Und was mögen Sie am wenigsten?
Alles das, was mich von den oben genannten Dingen abhält.

Was ist das kurioseste oder aufregendste Erlebnis, das Sie mit Ihrem Job verbinden?
Das Aufregendste war für mich der Umbau des Kunstgewerbemuseums mit dem Architektenbüro Kuehn Malvezzi. Für unsere neue Modepräsentation mussten dabei die großen Glasscheiben auf die Galerie gebracht werden. Mit einem extra für diesen Zweck gebauten kleinen Wagen wurden die schweren Scheiben in die Räume gefahren. Am schwierigsten war das Passieren der Türschwellen, denn es sah kurzzeitig so aus, als ob die Scheiben nicht durch die Türrahmen passten. Mit einem Stück Papier prüfte ein Mitarbeiter, ob noch Luft dazwischen war – mir stockte der Atem!

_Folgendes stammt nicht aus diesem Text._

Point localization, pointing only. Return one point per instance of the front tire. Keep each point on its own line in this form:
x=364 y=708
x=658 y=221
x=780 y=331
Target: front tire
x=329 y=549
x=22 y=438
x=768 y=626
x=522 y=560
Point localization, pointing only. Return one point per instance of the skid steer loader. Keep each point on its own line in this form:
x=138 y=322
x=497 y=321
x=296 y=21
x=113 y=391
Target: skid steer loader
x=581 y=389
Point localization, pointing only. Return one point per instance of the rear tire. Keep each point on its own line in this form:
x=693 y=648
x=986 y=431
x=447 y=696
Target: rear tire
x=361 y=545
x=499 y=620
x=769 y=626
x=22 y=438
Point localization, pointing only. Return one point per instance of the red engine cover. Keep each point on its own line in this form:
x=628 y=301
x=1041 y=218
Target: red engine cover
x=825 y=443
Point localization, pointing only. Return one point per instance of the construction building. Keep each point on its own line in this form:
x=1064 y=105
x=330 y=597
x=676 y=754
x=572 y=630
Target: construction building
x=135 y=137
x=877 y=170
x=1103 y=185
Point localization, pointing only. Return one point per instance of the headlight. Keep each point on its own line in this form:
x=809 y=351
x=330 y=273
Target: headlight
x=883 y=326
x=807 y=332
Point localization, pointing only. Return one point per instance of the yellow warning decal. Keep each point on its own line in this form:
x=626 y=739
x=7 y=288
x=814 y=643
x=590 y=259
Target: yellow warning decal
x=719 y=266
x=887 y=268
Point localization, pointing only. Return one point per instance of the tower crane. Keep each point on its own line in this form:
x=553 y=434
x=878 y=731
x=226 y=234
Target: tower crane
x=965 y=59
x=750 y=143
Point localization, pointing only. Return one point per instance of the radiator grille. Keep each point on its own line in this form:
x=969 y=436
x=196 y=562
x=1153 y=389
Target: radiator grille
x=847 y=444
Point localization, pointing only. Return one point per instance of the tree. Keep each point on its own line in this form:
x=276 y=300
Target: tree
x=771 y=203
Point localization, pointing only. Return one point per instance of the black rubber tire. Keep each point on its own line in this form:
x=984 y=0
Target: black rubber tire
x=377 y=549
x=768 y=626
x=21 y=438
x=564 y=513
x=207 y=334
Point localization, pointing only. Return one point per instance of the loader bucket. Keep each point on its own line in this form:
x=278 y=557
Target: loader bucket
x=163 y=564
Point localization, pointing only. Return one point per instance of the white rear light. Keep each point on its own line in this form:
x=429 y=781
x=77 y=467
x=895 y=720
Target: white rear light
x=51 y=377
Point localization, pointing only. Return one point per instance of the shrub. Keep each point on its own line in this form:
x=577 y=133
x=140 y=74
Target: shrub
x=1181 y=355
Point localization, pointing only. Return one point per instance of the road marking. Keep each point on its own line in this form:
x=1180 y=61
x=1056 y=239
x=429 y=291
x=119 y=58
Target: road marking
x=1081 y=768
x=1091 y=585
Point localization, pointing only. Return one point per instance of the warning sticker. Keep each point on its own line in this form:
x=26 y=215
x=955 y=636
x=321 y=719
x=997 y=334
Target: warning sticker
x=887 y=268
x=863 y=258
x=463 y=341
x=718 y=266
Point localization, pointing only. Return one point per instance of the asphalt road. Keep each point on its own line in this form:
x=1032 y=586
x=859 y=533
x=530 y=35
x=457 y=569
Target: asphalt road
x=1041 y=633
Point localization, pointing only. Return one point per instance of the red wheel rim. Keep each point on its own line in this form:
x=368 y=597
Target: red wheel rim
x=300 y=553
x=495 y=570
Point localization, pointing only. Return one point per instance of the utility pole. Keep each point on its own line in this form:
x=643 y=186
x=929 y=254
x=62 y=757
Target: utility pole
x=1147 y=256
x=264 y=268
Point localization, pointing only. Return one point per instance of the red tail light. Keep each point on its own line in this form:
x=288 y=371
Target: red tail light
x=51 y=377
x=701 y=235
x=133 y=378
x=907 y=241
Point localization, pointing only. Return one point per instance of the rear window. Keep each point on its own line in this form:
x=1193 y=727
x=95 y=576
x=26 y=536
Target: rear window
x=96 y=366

Letzte Frage: Was würden Sie nachts allein im Museum tun?
Tanzen. Einen Walzer mit den dünnen Ballerinas aus der Zeit um 1800. Ein Tanz, von dem übrigens damals behauptet wurde, er mache krank. Diese Ballerinas waren auch die berühmten Schuhe, die in den Märchen durchgetanzt wurden. Oder ich würde das Paillettenkleid von Jeanne Lanvin anziehen und in ein Tanzlokal im Berlin der 1920er Jahre schlüpfen …

Dieser Text erschien in der Museumszeitung IV/2017 der Staatlichen Museen zu Berlin.